Installation view of The Atomic age: Artists put to the test of history, Paris, 2024
Installation view of The Atomic Age: Artists put to the test of history, 2024, with works by Kikuji Kawada. Photograph by Pierre Antoine
Courtesy Musée d’Art Moderne de Paris

Certain artworks, however, such as Bruce Conner’s Bombhead (1989), risk being reduced to spectacle. In the context of Conner’s output, this collage fits into a larger critique of postwar American society, but here, it feels too illustrative of the show—even appearing on the poster. The same happens, though to a lesser degree, with room after room of modernist paintings: Surrealism (including pieces by Wols and Wolfgang Paalen), Abstract Expressionism, the Milanese anti-nuclear art movement Mostra, and Arte Povera. Outside of the documentation of Mostra, these rooms almost constitute a different exhibition entirely, tracking a particular postwar response to nuclear anxiety in painting. Some of their titles include the words atomic or nuclear, which alone feels tendentious.
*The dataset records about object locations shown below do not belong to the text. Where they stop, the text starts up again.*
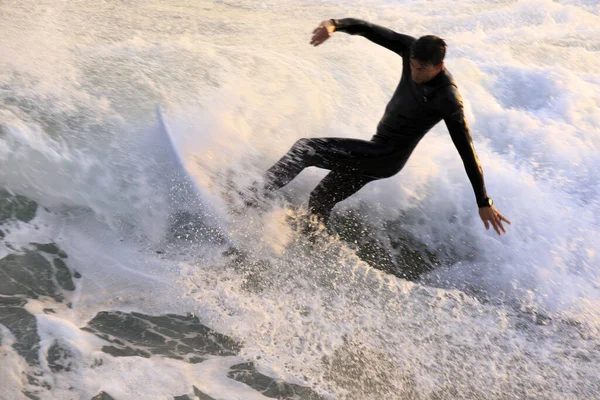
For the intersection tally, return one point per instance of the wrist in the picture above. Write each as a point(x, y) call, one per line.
point(334, 23)
point(485, 202)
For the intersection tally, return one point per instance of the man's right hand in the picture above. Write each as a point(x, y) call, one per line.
point(322, 33)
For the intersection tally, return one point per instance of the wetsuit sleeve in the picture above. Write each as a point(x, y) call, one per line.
point(451, 107)
point(396, 42)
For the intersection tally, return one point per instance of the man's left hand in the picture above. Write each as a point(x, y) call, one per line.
point(491, 216)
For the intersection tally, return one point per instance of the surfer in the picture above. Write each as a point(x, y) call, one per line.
point(426, 94)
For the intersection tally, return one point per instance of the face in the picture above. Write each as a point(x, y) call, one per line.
point(423, 72)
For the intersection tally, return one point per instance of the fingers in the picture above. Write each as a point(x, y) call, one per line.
point(504, 219)
point(320, 34)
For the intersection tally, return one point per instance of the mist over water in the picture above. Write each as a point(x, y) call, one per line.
point(113, 282)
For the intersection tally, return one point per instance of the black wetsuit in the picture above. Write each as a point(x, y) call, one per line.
point(413, 110)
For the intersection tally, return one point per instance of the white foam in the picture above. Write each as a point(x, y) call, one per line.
point(240, 86)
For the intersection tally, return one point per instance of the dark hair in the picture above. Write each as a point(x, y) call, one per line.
point(429, 49)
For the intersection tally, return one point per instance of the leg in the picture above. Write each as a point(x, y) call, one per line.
point(335, 187)
point(328, 153)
Le Corbusier, Composition with photo of the "H" bomb, 1952
Le Corbusier, Composition avec photo de la bombe “H” (Composition with photo of the “H” bomb), 1952
© Fondation Le Corbusier/ADAGP, Paris
Installation view of The Atomic age: Artists put to the test of history, Paris, 2024
Installation view of The Atomic Age: Artists put to the test of history, 2024. Photograph by Pierre Antoine
Courtesy Musée d’Art Moderne de Paris

All the while, archival material threads its way through Atomic Age—from architectural renderings of bomb shelters to pictures of protests, from files to rare books. At one point, there’s a small selection of documentation from an anti­–nuclear war exhibition in 1963, staged by Situationist International in Odense, Denmark, where gallery-goers were encouraged to fire BB guns at heads of state of nuclear powers. A defaced target of Charles de Gaulle attests. Near that, a subtly disquieting series presents a timeline of nuclear tests throughout the colonized world, which includes photographs of France’s first test, in 1960, conducted in the Algerian desert during the war for independence, one of the more horrifying flexes post-Hiroshima by a nuclear power during a military conflict. Documentary images like these—which picture the effects of an explosion on the local population and landscape—reflect the sober state of the world far more powerfully than a Jackson Pollock painting. In the end, Atomic Age spurs us to consider something difficult to confront—but which, for our own survival, we must.

The Atomic Age: Artists put to the test of history is on view at the Musée d’Art Moderne de Paris through February 9, 2025.